Etiqueta para trabajar en cafés
Trabajar en cafés viene con unas cuantas reglas no escritas, y seguirlas mantiene la bienvenida abierta para todos. Pide algo, y sigue pidiendo si te quedas horas; estirar un solo café durante toda una mañana queda mal. Evita acaparar una mesa de cuatro en las horas punta del brunch y la comida, cuando los cafés necesitan los sitios para clientes que comen. Algunos cafés limitan o prohíben los portátiles en las horas de mucho ajetreo o en ciertas salas, así que fíjate en los carteles y pregunta si no lo tienes claro.

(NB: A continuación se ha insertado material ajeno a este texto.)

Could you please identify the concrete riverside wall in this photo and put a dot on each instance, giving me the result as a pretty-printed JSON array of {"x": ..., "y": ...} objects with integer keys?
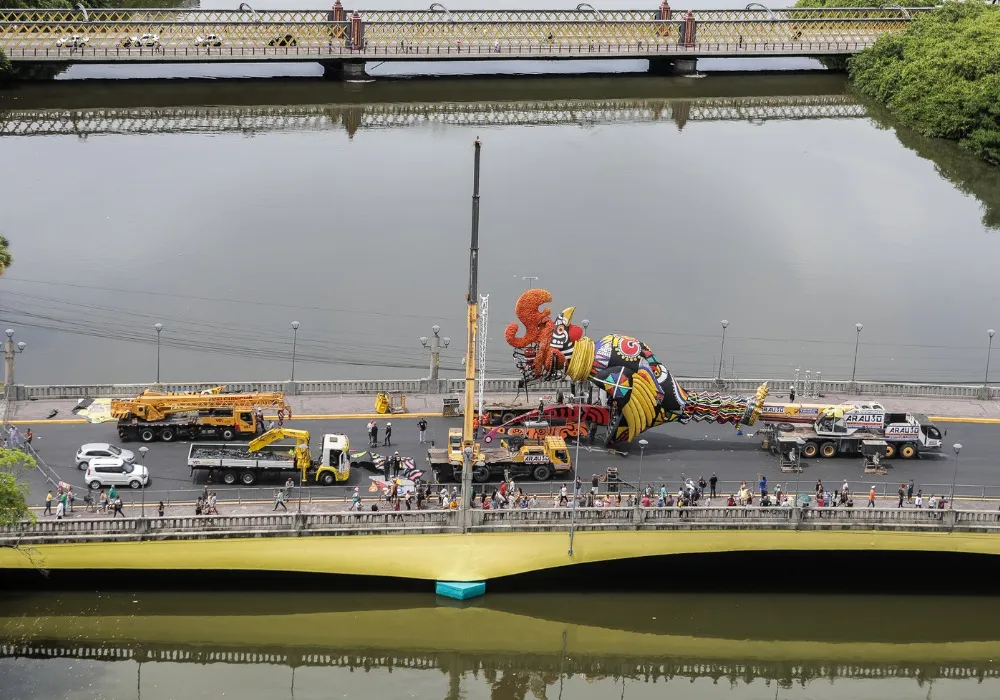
[
  {"x": 501, "y": 521},
  {"x": 506, "y": 386}
]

Lleva auriculares para las llamadas y sal fuera para las largas o ruidosas. La regla es sencilla: sé un cliente que paga, no un okupa.
Coworking, cafés y seguir conectado
Para plazos de verdad, un espacio de coworking gana a un café, y un plan de datos móviles es el respaldo que salva el día. Los espacios de coworking venden pases de día o membresías y están hechos para trabajar: aire acondicionado estable, electricidad fiable, sillas decentes, salas de reuniones y, lo más importante, un Wi-Fi de fiar. Los cafés valen para tareas más ligeras pero varían mucho. La realidad honesta es que la conectividad es buena en los principales hubs pero no perfecta: el Wi-Fi puede ir lento en las horas punta y los cortes de luz ocurren, a veces llevándose con ellos el internet de un café. Por eso los habituales mantienen una línea de datos que funciona en el móvil como respaldo de hotspot, para que una conexión caída nunca signifique una llamada perdida.